US Presidential Elections: An exchange student’s perspective – by Malina

Having been in Boston for nearly a month and a half now, and having gotten used to all the moving around, since I have been living abroad since age 16, I must say that the American college experience has been one of the most enjoyable ones so far. Studying in a typical American college campus, a Jesuit Catholic school, that also happens to be one of the oldest ones (1782), Boston College has one of the most picturesque sights filled with Gothic architecture, lawns to relax and take a nap on, while the sun gently distracts you from daily routine (of course – until the gruesome North Eastern winter kicks in)!



As enjoyable as this recount of my early days makes me feel, I would like to press on how I have encountered the atmosphere surrounding the political tensions of the more than infamous current presidential election. As a politics student, among others, who has been obsessed with US politics and this presidential election for far too long than I would like to admit, coming to the States in such a monumental time in political history, could only make me scream with excitement. Watching the debates, following the primaries, reading the news 24/7 and constantly talking about the election was something more than familiar to me, but I wanted to get a sense of what the people who actually had to own to this election, had to say about the unfolding of this quite unique time and figures in US politics.

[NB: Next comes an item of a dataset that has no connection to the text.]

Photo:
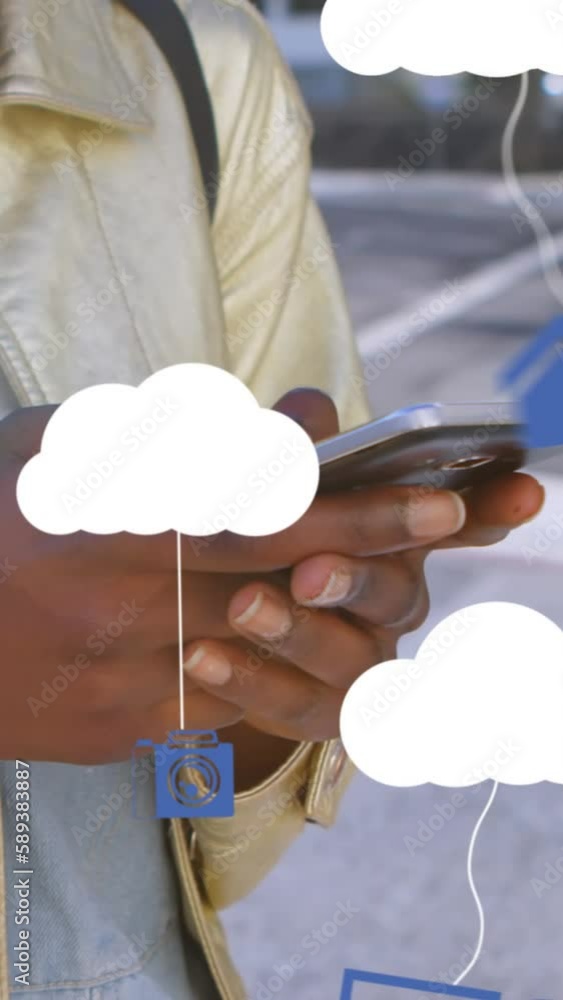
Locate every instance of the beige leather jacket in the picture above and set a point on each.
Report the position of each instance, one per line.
(111, 271)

And the answer came to me, and it was Uber. After leaving in the US only for a few weeks now, I realized how much I miss European public transport, especially the London Tube. Having found myself on numerous occasion, in which the Boston Train could just not get me fast enough in places, I had to relay on Uber – something that I rarely do back home in Bucharest, or in London. And Uber has been by far the most exciting social experiment social experiment so far – not only will I meet interesting people and I would engage in fascinating conversations with them, but once they realized I was foreign, they felt obliged to talk about the election and in a way apologize by saying that the American people are not all like Trump (Massachusetts is one of the most liberal, affluent and educated states – it has Democratic hegemony and this would be the sort of dialogue that I would usually encounter, although there have been exceptions).


Boston College Campus

The extent to which this election has managed to shape the international political conversation and has monopolized the entire national conversation here in the US, was something of utter fascination to me – since not only could I relate to it, since there are populist patterns in Europe, that have all occurred more or less simultaneously (Brexit, Podemos – Spain, Syriza – Greece, Austrian elections, Hungary and the list goes on).  Uber did not only open my eyes as to how amazingly important apps and a bit of ingenuity are in such a media/technology – addicted society, but also how through such means, can we really get a sense of the raw, original way of how the people of one country thinking about their own country, and much more. One particular Uber driver, the second he heard I was Romanian, as it inevitably happens to me, started asking me whether I was a vampire and if I am afraid of garlic and mirrors.

Whether it is small talk, innocent cultural stereotypes or serious matters, these Uber rides sum up the reason for which I will be on exchange programs and studying abroad for the rest of my life, because discovery is a ceaseless domain.